OTIMIZAÇÃO DE UM PROTOCOLO DE EXTRAÇÃO E PURIFICAÇÃO DE MEGAPLASMÍDEOS DE PSEUDOMONAS SP. ENVOLVIDOS NA DEGRADAÇÃO DE HPAS

Fernanda Romanholi Pinhati (UFRJ); Ramon Gomes da Silva (UFRJ); Renata Kelly Leite Passos (UFRJ); Ana Paula Rodrigues Tôrres (CENPES PETROBRAS); Vânia Maria Junqueira Santiago (CENPES PETROBRAS); Joab Trajano Silva (UFRJ); Vânia Margareth Flosi Paschoalin (UFRJ)

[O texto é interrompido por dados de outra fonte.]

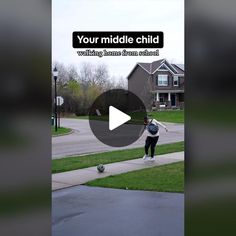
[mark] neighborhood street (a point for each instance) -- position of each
(90, 211)
(82, 140)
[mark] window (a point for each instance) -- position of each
(176, 80)
(162, 97)
(162, 80)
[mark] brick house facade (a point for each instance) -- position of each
(159, 84)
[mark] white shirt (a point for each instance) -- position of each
(155, 122)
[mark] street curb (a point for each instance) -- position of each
(58, 135)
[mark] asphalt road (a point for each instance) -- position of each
(82, 140)
(93, 211)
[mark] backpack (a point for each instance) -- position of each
(152, 128)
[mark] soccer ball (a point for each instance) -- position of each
(100, 168)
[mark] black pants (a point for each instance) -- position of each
(151, 141)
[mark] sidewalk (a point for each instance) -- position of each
(81, 176)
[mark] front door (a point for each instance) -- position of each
(173, 99)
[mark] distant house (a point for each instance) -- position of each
(159, 84)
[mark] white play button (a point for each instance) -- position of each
(117, 118)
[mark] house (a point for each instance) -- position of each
(159, 84)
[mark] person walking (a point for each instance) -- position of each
(152, 130)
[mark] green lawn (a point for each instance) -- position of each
(79, 162)
(166, 178)
(165, 116)
(60, 131)
(168, 116)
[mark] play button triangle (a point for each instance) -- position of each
(117, 118)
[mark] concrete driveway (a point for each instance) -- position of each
(82, 140)
(96, 211)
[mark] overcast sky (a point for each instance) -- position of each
(117, 15)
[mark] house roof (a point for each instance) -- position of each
(153, 66)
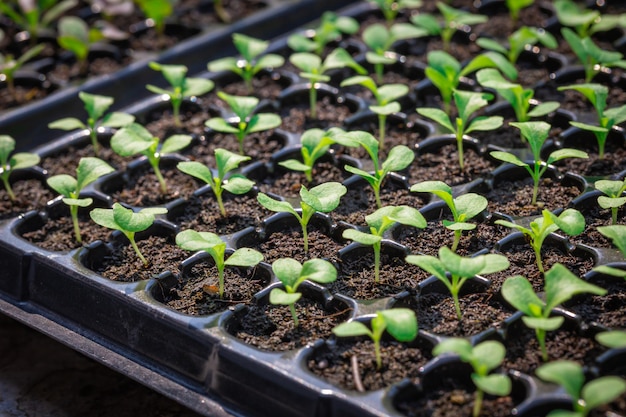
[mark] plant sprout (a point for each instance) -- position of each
(252, 59)
(226, 161)
(322, 198)
(483, 358)
(89, 169)
(463, 207)
(313, 69)
(10, 161)
(135, 139)
(560, 286)
(467, 103)
(291, 274)
(400, 323)
(379, 222)
(216, 247)
(585, 397)
(570, 221)
(96, 107)
(247, 121)
(597, 95)
(127, 221)
(385, 97)
(399, 158)
(182, 86)
(454, 270)
(536, 134)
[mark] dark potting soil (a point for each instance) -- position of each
(333, 362)
(271, 327)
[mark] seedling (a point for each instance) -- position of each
(252, 59)
(590, 55)
(399, 157)
(9, 65)
(226, 161)
(323, 198)
(314, 69)
(127, 221)
(517, 96)
(385, 97)
(519, 41)
(216, 247)
(182, 86)
(379, 222)
(96, 107)
(454, 270)
(291, 273)
(467, 103)
(89, 169)
(400, 323)
(597, 95)
(10, 161)
(452, 20)
(585, 397)
(135, 139)
(483, 358)
(445, 72)
(463, 207)
(536, 134)
(570, 222)
(330, 29)
(613, 198)
(560, 286)
(315, 143)
(247, 121)
(379, 39)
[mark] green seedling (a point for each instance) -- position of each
(385, 96)
(96, 107)
(613, 198)
(519, 41)
(313, 69)
(560, 286)
(127, 221)
(10, 161)
(331, 28)
(483, 358)
(135, 139)
(445, 72)
(252, 59)
(226, 161)
(89, 169)
(216, 247)
(322, 198)
(517, 96)
(399, 158)
(9, 65)
(585, 397)
(597, 95)
(536, 134)
(463, 208)
(379, 222)
(291, 273)
(467, 103)
(570, 222)
(182, 86)
(34, 16)
(379, 40)
(400, 323)
(315, 143)
(247, 121)
(591, 56)
(454, 270)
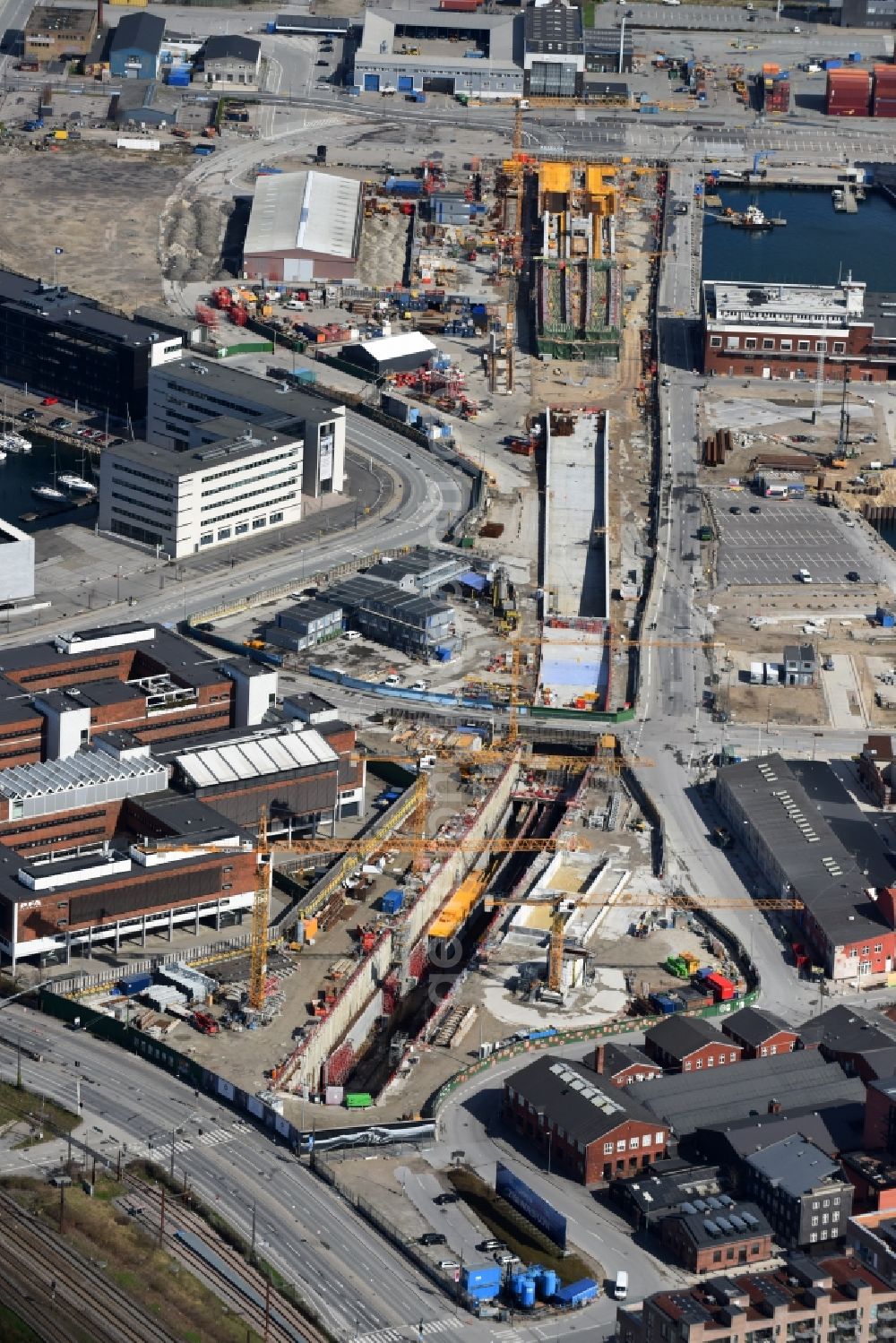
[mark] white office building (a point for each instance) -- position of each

Atualmente, os maiores problemas de poluição referem-se aos efluentes industriais, como os de refinaria de petróleo, que apresentam composição heterogênea, contendo várias substâncias que podem ter efeitos adversos sobre os seres vivos. Entre os compostos encontrados nesses efluentes, pode-se destacar os hidrocarbonetos policíclicos aromáticos (HPAs), poluentes recalcitrantes com elevada toxicidade, geralmente descartados no meio ambiente como resultado do tratamento incompleto desses efluentes. Os genes responsáveis pelo mecanismo de degradação dos HPAs são frequentemente encontrados em plasmídeos, moléculas de DNA extracromossômica, com origem de replicação autônoma. Em um trabalho anterior, realizado em nosso laboratório, foram isoladas três linhagens de bactérias, a partir do lodo ativado, por cultivo em meios seletivos contendo apenas HPAs como única fonte de carbono. Estas linhagens foram classificadas pelo sequenciamento da região V3 do rDNA 16S como sendo diferentes espécies de bactérias do gênero Pseudomonas. O objetivo deste trabalho foi padronizar um protocolo de extração e purificação de DNA plasmidial utilizando gradiente de CsCl para analisar a informação genética necessária ao metabolismo dos HPAs. Inicialmente, a bactéria foi cultivada em meio LB e o DNA plasmidial foi extraído por lise alcalina com adição de lisozima (10mg/mL). O plasmídeo foi ressuspenso em tampão TE, ao qual foi adicionado CsCl (1,01g) e brometo de etídeo (10mg/mL). A solução foi transferida para tubo Quick Seal (Beckman) e ultracentrifugado a 60.000rpm por 24h (centrífuga Beckman modelo LK 90). A banda inferior de maior densidade, contendo o DNA plasmidial, visualizada por irradiação com lâmpada UV, foi recuperada por punção do tubo com agulha 18G, tratada com butanol e precipitada com etanol. A pureza da preparação foi confirmada por eletroforese em gel de agarose (0,7%), que mostrou que a preparação estava livre de vestígeos de DNA cromossomial e RNA. Os megaplasmídeos com tamanho molecular aparente superior a 23 kb serão caracterizados por análise de fragmento de restrição.CAPES/FAPERJ/PETROBRAS.